2022年09月30日掲載

BOOK REVIEW - 『部下のやる気はいらない 「一歩踏み出す」からはじめるコーチング』

岩崎徹也 著
株式会社PABLO 代表取締役 
四六判/236ページ/1650円+税/日本能率協会マネジメントセンター 

BOOK REVIEW  ―人事パーソンへオススメの新刊

■ 「部下のやる気がない」と悩む、マネジャー職のビジネスパーソンは多いのではないだろうか。とかく仕事には"やる気"が不可欠だと思われがちだ。しかし、本書が説くのは、部下の"やる気"に依存しないマネジメントと、それを実現するコーチングの手法である。
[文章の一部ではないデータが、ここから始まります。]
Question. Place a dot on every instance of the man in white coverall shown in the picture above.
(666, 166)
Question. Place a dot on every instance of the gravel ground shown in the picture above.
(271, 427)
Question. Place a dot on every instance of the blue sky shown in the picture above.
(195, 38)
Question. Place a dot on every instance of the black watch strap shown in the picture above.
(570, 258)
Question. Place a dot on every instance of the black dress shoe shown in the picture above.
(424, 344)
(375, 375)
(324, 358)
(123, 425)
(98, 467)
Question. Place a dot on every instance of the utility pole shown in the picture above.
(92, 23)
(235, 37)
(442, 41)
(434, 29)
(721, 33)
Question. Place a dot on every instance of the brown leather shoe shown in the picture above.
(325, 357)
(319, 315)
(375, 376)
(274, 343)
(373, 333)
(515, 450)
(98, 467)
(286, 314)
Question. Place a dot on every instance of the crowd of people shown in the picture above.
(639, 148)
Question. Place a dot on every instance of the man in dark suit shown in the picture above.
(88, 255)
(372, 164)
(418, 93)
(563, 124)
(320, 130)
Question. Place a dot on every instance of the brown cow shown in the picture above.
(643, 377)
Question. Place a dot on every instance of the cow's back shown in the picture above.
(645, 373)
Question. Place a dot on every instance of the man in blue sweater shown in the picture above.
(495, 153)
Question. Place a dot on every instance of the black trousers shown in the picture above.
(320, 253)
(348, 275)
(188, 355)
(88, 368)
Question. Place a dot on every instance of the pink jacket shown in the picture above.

コーチング会社を設立し、毎月300回以上のコーチングセッションを実施している著者が、その経験から得られたコーチングのエッセンスをまとめている。

■ 序章で"そもそもコーチングとは何か"について説明し、コーチングに関する誤解を解いた上で、第1部ではコーチングを行う前に必要な準備について解説する。上司と部下が自己開示して信頼関係を構築すること、自分の強みと弱みを言語化すること、目標設定と行動計画の策定など、多くの場合「やらされている」状態からスタートする相手に対しての、コーチング前の意識のすり合わせ方について詳しく触れている。続く第2部では、コーチングの意義である"「経験」を「学び」にできる人材を作る"ための、「経験学習サイクル」に焦点を当てたコーチング手法を解説。成功体験・失敗体験の振り返りや、それらの経験から得た教訓の生かし方など、部下の"やる気"に頼らず自立自走できるようなコーチングの方法を順序立てて説明している。

■ 本書の大きな特徴は、具体的なコーチング事例として上司と部下の会話例を豊富に掲載していることだ。コーチングの経験がない人でも、効果的な問いかけや課題設定の方法がよく理解できる構成になっている。部下のマネジメントに悩んでいる方には、ぜひ参考にしていただきたい一冊だ。

部下のやる気はいらない 「一歩踏み出す」からはじめるコーチング

内容紹介
まず一歩踏み出し行動する。それを振り返り、内省し、次の一歩を設定する。このサイクルを伴走することで、部下は徐々に業務へ熱中していくようになる――。やる気の有無を問わず、部下のやる気を創出するメソッドを紹介する。

■やる気のない部下を嘆くマネジャー
「部下のやる気がなくて困っている」、このような悩みがマネジャーから多く寄せられる。
実際、本来やる気が高いはずの若手社員のワークエンゲージメントが低く、マネジャーはこの現状を不満に思い、やる気のない若手を嘆いているケースは多く見られる。

ただ、脳科学の世界では「何かに取り組んだり行動したりするのにやる気は必要ない」と言われている。人間の「やる気」は、脳内で分泌される神経伝達物質・ドーパミンによって引き起こされるのだが、それは実際に行動を起こさなければ分泌されないのだ。

■やる気に左右されず部下が成果を上げるコーチングメソッド
本書で紹介するのは、脳科学で言うところの「実際に行動を起こす」を促すための方法。「やる気<一歩踏み出す」のコーチングメソッドである。
やる気より大切なのはまず一歩踏み出し、行動すること。そしてその一歩を振り返り、内省し、次の一歩を設定する。そのサイクルを伴走することで、部下は徐々に業務へ熱中していくようになる。結果として、やる気に依存しないこのコーチングメソッドは、部下の業務へのマインドを向上させ、成果を創出することができる。